Resistance also comes from linguists invested in particular traditions who find it uncomfortable to examine how their frameworks perpetuate ableism, racism, and/or cisheterosexism. Acknowledging that standardized language ideologies serve white supremacist projects forces a reckoning with linguistics’ complicity in linguistic violence.
Mentorship and Intellectual Community
That ethos of generous mentorship shaped how we approached this collection. We didn’t want just established voices—we wanted to create space for scholars whose perspectives challenge disciplinary orthodoxies but who face publication barriers. We tried to model a different kind of editorial relationship—creating genuine dialogue, facilitating connections between scholars working on related questions from different disciplinary locations. Jon’s legacy lives not just in this book but in the community of scholars committed to the principle he articulated so powerfully: “There is motherfucking dignity in all ways of languaging.”[RO1]
We hope readers will take seriously the abolitionist dimensions of Crip Linguistics. This isn’t about adding disability to existing frameworks—it’s about fundamentally restructuring how we think about language and human expression. This means interrogating assessment practices, rethinking diagnostic categories, questioning fluency requirements, and recognizing educational systems as sites of ongoing violence against disabled and racialized bodies.

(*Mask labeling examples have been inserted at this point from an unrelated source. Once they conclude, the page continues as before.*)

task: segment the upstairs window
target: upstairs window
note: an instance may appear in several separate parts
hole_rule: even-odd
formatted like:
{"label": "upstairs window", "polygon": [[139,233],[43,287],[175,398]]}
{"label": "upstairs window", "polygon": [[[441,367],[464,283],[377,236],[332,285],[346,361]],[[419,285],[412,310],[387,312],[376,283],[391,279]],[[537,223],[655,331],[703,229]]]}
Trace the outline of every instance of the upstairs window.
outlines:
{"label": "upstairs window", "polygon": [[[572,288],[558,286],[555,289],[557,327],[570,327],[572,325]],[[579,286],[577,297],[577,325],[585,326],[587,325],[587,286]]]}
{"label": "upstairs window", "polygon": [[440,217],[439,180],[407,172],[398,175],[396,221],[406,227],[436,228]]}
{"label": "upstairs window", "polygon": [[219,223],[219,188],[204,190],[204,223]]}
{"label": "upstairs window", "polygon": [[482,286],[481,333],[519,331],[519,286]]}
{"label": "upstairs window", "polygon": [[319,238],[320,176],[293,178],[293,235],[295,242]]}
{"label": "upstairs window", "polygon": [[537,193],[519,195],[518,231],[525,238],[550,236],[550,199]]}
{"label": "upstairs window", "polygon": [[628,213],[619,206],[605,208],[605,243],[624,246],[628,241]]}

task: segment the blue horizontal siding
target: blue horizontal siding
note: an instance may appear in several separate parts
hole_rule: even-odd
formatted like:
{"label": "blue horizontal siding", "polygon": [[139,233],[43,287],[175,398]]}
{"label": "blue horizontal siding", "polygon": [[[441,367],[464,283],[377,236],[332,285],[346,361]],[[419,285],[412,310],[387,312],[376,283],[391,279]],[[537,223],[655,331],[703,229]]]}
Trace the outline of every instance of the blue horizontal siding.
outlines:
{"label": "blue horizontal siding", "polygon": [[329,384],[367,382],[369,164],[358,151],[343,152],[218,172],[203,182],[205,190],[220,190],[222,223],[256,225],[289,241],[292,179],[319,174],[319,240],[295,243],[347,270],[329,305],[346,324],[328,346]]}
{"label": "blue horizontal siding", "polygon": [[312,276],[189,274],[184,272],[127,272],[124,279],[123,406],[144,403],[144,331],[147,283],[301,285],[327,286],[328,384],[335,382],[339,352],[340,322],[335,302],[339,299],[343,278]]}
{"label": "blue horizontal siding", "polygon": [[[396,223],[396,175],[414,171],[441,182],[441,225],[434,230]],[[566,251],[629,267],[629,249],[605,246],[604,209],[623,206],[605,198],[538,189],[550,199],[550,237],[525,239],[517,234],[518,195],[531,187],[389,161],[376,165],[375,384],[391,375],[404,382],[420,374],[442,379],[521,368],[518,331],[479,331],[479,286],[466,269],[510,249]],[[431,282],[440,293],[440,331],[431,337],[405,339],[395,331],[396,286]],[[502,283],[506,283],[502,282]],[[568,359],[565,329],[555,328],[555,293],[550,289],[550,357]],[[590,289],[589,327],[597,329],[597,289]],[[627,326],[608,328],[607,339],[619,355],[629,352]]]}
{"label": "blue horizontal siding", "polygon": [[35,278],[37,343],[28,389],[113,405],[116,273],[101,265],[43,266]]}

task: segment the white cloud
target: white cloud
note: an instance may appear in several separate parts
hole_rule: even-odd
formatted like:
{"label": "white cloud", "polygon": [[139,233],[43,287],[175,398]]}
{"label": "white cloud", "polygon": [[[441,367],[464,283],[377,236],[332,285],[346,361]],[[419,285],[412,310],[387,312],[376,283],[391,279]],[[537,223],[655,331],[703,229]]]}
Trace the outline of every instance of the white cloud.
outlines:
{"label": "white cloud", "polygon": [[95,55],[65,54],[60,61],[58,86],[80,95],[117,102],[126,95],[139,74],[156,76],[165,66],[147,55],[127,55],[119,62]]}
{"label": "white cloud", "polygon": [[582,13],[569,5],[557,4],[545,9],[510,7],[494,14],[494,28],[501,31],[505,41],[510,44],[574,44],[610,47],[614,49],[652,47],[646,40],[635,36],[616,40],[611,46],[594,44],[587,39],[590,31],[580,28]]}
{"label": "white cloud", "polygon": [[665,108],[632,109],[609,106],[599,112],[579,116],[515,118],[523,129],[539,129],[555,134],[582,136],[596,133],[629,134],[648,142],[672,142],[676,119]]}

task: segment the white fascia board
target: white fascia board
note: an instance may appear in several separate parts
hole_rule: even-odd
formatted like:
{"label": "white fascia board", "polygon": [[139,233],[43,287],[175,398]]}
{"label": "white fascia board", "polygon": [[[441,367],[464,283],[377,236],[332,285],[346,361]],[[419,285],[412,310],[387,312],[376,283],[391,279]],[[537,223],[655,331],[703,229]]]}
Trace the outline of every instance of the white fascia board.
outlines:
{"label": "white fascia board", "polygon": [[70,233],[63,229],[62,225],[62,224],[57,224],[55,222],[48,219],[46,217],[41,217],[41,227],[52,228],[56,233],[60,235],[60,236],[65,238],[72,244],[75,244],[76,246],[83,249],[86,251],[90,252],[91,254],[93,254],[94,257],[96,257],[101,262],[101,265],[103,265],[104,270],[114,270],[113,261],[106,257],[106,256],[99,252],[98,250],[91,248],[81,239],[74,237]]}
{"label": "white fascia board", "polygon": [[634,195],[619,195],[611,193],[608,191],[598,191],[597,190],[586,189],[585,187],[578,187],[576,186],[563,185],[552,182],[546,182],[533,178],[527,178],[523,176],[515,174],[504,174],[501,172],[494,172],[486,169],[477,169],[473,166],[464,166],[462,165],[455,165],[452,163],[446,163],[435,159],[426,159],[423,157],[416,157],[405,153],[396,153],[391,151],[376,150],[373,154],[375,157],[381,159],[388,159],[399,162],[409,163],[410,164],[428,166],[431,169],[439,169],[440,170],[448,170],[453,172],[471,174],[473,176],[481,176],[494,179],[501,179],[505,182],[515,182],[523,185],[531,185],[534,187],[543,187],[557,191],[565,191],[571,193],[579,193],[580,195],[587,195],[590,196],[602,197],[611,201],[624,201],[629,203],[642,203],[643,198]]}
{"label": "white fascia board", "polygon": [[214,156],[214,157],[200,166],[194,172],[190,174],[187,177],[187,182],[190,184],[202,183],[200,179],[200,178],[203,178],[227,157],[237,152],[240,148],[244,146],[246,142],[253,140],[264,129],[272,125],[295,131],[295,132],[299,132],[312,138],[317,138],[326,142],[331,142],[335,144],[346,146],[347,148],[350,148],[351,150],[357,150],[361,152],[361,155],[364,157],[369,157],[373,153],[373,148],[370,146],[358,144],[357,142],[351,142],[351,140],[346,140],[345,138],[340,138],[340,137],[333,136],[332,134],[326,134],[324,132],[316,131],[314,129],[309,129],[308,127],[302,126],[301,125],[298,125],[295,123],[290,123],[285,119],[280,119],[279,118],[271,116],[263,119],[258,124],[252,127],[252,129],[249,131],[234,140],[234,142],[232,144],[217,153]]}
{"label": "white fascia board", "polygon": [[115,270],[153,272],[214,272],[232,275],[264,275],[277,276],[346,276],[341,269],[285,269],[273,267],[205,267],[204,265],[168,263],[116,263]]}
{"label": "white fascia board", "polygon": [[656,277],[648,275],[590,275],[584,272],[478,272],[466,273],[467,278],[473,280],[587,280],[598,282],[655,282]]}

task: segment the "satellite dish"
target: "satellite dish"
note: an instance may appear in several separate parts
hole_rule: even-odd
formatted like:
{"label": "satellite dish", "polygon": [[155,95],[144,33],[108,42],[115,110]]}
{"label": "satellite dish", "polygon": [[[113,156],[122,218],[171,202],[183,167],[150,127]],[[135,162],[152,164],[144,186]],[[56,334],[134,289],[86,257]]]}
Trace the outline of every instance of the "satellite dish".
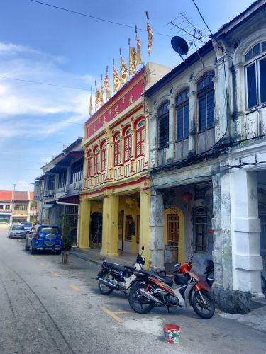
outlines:
{"label": "satellite dish", "polygon": [[189,51],[189,46],[187,42],[182,38],[176,35],[171,39],[171,45],[173,50],[179,55],[187,55]]}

We also hope readers will engage with the methodological implications. If languaging emerges from bodyminds, shaped by our sensory experiences and physical realities, how does that change data collection? How do we research language without imposing normative frameworks? How do we collaborate with rather than study disabled language users? These methodological questions require building different relationships between researchers and communities, centering disabled people’s expertise about our own lives.

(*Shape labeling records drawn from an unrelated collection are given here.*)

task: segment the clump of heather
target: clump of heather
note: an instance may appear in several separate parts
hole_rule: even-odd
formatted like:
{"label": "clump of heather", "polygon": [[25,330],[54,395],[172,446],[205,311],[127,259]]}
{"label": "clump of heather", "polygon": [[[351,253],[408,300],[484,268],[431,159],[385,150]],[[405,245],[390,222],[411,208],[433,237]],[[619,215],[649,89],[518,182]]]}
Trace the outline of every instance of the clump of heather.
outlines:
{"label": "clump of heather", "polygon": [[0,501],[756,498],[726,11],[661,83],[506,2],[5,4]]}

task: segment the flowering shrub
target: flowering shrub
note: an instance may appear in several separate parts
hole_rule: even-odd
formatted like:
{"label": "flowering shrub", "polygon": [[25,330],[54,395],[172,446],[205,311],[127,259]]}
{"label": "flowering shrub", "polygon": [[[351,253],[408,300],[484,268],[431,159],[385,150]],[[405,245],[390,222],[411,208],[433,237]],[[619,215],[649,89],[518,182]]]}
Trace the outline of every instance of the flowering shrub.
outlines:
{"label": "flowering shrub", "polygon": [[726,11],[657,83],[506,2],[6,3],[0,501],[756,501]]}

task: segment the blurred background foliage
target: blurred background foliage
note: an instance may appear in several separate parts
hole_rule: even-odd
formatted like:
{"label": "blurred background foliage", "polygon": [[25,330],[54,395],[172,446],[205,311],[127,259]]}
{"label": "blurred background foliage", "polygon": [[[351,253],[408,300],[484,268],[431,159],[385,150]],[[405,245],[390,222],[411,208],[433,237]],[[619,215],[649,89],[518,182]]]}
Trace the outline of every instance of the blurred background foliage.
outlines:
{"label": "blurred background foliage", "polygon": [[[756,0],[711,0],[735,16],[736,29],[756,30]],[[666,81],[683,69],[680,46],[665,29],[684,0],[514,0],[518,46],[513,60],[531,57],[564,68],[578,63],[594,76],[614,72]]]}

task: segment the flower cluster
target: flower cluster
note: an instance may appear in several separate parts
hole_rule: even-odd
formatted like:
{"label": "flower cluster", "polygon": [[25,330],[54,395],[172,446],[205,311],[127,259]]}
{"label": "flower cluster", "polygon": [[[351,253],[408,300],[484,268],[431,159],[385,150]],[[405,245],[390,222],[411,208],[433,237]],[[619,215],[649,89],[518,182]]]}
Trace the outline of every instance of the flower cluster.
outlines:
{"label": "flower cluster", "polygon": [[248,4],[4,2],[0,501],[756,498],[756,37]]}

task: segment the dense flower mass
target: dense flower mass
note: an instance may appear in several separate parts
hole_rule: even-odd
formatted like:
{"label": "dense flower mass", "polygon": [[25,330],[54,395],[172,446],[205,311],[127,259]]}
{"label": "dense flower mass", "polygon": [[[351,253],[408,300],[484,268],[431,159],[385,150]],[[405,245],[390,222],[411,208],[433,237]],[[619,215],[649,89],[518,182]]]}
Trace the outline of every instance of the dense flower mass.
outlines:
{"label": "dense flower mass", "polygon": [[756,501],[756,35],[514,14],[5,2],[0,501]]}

Finally, we hope readers will sit with the discomfort that Crip Linguistics might provoke. If you’re invested in Standard English, putatively proper pronunciation, or grammaticality judgments—this volume will challenge those commitments. The question is whether you’re willing to examine where those investments come from and what violence they enable. As Jon would say, deaf and disabled kids are being harmed right now. There’s no time to play nice. The work of dismantling ableist linguistics is urgent, ongoing, and collective.